OMS eleva risco na RDC para ‘muito alto’ com centenas de casos suspeitos
A Organização Mundial da Saúde (OMS) elevou o nível de risco do surto de ebola na República Democrática do Congo de ‘alto’ para ‘muito alto’. O diretor-geral da OMS, Tedros Adhanom Ghebreyesus, expressou preocupação com a rápida disseminação da doença no país.
Dados da OMS indicam que a RDC já confirmou 82 casos de ebola, resultando em sete mortes. Contudo, o número real pode ser significativamente maior, com quase 750 casos suspeitos e 177 mortes sob investigação, o que demonstra a **gravidade da epidemia**.
Uganda registra novos casos e pede vigilância máxima contra o ebola
O Ministério da Saúde de Uganda reportou a confirmação de três novos casos de ebola no país. Entre os infectados estão um profissional de saúde, um motorista e uma mulher congolesa que havia visitado a província de Ituri, na RDC, evidenciando a **conexão entre os surtos**.

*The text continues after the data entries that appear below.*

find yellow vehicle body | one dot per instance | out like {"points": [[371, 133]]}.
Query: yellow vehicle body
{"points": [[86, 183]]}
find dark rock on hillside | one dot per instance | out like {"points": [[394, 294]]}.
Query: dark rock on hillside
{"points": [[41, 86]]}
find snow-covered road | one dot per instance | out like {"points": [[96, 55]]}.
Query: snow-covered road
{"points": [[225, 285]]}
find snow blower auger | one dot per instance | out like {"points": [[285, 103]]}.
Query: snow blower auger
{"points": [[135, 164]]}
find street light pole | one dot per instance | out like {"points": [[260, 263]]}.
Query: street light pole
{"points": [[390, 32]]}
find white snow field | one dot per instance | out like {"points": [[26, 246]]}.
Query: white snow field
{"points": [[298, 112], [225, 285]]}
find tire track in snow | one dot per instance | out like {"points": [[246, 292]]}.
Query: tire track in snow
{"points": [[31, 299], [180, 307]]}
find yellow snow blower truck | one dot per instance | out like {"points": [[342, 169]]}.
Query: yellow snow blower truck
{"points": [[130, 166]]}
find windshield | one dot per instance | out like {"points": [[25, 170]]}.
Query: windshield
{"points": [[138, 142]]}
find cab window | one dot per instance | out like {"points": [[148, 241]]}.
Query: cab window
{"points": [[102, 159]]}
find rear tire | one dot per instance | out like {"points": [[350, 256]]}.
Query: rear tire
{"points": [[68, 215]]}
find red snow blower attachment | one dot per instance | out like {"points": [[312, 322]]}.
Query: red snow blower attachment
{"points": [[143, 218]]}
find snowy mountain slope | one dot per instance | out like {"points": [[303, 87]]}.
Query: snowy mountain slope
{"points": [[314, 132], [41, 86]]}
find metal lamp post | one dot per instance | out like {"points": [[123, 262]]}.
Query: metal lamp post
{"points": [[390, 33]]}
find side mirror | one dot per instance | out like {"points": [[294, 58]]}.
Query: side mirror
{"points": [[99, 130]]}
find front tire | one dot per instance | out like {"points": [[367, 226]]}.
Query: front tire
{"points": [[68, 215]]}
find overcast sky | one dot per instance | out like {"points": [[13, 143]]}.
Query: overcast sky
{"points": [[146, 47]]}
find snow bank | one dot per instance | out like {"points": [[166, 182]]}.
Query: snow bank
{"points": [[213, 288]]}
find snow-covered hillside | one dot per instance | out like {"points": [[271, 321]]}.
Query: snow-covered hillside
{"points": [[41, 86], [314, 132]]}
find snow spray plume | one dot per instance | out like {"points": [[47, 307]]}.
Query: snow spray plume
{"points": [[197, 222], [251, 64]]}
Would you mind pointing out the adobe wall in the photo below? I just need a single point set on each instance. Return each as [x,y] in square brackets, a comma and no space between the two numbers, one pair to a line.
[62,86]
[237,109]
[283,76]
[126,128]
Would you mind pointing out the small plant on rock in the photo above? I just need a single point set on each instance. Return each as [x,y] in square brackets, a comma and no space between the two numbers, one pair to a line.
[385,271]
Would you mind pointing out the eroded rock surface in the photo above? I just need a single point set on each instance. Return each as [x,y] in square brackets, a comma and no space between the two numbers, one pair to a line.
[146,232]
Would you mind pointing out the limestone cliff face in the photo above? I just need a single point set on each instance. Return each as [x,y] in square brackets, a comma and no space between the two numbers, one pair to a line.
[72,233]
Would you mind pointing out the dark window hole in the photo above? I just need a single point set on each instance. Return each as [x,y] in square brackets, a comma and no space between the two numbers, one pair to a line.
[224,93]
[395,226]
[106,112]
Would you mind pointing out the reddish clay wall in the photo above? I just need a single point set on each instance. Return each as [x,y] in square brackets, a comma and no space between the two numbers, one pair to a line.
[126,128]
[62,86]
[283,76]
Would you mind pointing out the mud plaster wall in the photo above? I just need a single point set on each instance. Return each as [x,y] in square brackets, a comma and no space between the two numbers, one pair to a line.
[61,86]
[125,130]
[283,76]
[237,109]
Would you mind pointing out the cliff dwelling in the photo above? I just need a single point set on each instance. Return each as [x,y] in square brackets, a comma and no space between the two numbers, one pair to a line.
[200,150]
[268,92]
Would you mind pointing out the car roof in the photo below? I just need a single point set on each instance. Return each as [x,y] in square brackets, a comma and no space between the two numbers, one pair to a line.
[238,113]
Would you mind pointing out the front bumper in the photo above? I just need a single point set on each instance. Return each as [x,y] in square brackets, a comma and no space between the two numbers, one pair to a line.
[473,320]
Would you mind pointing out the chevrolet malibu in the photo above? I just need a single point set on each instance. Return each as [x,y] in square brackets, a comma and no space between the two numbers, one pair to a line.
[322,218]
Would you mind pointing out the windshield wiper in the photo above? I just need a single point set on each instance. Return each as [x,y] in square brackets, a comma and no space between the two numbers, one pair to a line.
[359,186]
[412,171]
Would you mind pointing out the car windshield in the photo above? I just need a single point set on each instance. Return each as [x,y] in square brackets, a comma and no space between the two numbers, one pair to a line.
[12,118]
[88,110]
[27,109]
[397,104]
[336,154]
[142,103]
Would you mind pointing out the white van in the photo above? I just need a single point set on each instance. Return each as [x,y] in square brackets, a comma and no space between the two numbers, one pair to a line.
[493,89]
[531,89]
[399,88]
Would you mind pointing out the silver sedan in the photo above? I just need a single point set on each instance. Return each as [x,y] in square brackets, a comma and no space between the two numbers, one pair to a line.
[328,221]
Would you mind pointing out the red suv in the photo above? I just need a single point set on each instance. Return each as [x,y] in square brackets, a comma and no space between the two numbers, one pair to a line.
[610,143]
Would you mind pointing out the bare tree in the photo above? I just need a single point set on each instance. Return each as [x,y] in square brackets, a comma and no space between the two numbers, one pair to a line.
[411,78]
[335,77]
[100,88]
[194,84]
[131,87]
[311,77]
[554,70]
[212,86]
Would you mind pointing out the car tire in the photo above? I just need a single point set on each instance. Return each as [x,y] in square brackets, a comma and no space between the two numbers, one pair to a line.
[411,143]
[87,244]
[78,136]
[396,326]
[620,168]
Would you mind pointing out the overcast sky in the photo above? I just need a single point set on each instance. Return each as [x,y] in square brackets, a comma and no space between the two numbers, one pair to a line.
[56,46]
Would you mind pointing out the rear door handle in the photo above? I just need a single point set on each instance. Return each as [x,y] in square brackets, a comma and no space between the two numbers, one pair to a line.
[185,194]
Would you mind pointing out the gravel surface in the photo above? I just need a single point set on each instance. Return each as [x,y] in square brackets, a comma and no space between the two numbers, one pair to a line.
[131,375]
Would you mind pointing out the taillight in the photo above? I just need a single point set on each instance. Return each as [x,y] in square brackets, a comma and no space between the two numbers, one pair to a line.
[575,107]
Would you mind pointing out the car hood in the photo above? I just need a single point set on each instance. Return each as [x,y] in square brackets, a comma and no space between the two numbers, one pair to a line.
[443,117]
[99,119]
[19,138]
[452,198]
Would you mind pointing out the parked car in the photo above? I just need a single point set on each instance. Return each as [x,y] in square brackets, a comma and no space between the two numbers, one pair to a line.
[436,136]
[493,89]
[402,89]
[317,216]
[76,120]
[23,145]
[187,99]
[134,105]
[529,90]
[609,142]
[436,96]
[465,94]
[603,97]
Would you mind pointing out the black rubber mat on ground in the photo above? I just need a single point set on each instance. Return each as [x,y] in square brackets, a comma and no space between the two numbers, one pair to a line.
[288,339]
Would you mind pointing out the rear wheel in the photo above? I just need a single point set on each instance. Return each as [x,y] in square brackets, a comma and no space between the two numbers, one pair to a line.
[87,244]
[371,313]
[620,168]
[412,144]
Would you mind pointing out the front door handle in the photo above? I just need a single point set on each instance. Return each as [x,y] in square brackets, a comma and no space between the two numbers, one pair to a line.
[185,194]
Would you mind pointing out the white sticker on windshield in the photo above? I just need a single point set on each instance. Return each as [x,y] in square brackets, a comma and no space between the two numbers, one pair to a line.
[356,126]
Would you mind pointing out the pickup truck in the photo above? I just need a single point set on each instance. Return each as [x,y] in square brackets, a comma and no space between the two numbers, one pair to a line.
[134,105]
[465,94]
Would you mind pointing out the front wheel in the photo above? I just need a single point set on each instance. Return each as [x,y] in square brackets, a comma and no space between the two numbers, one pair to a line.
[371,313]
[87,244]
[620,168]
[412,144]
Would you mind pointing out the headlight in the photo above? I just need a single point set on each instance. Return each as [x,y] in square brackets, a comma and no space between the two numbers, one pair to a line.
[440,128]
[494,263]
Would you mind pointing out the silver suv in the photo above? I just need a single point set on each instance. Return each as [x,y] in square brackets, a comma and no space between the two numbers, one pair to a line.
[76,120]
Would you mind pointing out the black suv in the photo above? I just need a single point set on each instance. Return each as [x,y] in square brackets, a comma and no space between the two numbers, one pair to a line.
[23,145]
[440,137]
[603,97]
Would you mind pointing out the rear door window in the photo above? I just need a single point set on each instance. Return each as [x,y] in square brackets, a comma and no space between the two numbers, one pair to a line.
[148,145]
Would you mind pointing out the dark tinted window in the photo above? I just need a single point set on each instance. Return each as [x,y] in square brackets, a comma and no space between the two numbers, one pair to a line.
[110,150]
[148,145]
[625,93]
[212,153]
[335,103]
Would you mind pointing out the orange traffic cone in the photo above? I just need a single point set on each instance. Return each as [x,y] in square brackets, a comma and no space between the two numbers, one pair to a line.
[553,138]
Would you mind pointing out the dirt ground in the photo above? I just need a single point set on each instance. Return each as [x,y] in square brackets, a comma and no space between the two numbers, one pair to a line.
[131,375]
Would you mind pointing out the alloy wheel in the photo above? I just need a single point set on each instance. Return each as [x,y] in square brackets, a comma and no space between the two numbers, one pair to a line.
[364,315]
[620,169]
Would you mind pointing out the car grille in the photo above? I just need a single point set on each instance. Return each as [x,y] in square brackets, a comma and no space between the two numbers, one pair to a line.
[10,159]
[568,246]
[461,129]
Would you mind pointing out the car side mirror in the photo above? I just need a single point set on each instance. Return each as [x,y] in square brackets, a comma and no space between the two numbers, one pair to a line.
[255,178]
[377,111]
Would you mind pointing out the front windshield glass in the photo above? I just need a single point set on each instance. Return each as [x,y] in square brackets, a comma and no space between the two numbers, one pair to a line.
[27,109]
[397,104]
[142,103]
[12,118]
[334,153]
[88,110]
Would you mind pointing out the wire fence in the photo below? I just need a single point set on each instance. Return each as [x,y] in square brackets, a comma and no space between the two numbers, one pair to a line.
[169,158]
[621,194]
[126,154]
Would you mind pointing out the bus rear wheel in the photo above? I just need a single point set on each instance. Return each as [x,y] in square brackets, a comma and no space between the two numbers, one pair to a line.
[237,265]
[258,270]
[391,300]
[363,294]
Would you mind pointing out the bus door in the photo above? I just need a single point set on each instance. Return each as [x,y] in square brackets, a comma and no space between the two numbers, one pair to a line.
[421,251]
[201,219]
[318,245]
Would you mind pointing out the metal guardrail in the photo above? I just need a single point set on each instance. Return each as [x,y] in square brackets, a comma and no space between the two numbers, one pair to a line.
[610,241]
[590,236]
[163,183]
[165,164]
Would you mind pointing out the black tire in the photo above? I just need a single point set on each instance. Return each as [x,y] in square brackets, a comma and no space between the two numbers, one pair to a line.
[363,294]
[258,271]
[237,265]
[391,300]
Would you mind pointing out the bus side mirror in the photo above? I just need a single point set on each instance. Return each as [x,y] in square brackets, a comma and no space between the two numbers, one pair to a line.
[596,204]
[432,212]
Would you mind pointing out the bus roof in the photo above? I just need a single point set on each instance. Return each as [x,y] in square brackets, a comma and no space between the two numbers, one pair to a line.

Com essas novas confirmações, o número total de casos de ebola em Uganda chega a cinco, de acordo com a OMS. Tedros Adhanom Ghebreyesus enfatizou a necessidade de **manter alta vigilância** para controlar a expansão do vírus neste momento crítico da resposta ao surto.
Fatores de risco e a importância do monitoramento para conter o ebola
A classificação de alto risco para dez países africanos se deve a uma combinação de fatores. A proximidade com as zonas de surto, como as regiões afetadas na RDC e Uganda, aumenta a vulnerabilidade.
Além disso, a presença de **rotas de viagem e comerciais ativas** facilita a movimentação do vírus. Fronteiras com baixo monitoramento de casos suspeitos também contribuem significativamente para a dificuldade em conter a propagação, tornando a vigilância uma **ferramenta essencial**.
O que é o Ebola e como ele se espalha
O ebola é uma doença viral grave e muitas vezes fatal que afeta humanos e primatas. O vírus é transmitido às pessoas por meio do contato próximo com sangue, secreções, órgãos ou outros fluidos corporais de animais infectados. A transmissão de pessoa para pessoa ocorre pelo contato com sangue, fluidos corporais e tecidos de indivíduos infectados ou de superfícies e materiais contaminados.
Os sintomas iniciais do ebola incluem febre súbita, dores musculares intensas, mal-estar e dor de garganta. Conforme a doença progride, podem surgir vômitos, diarreia, erupções cutâneas, disfunção renal e hepática, e em alguns casos, hemorragias internas e externas. A **prevenção e a rápida detecção** são fundamentais para o controle da doença.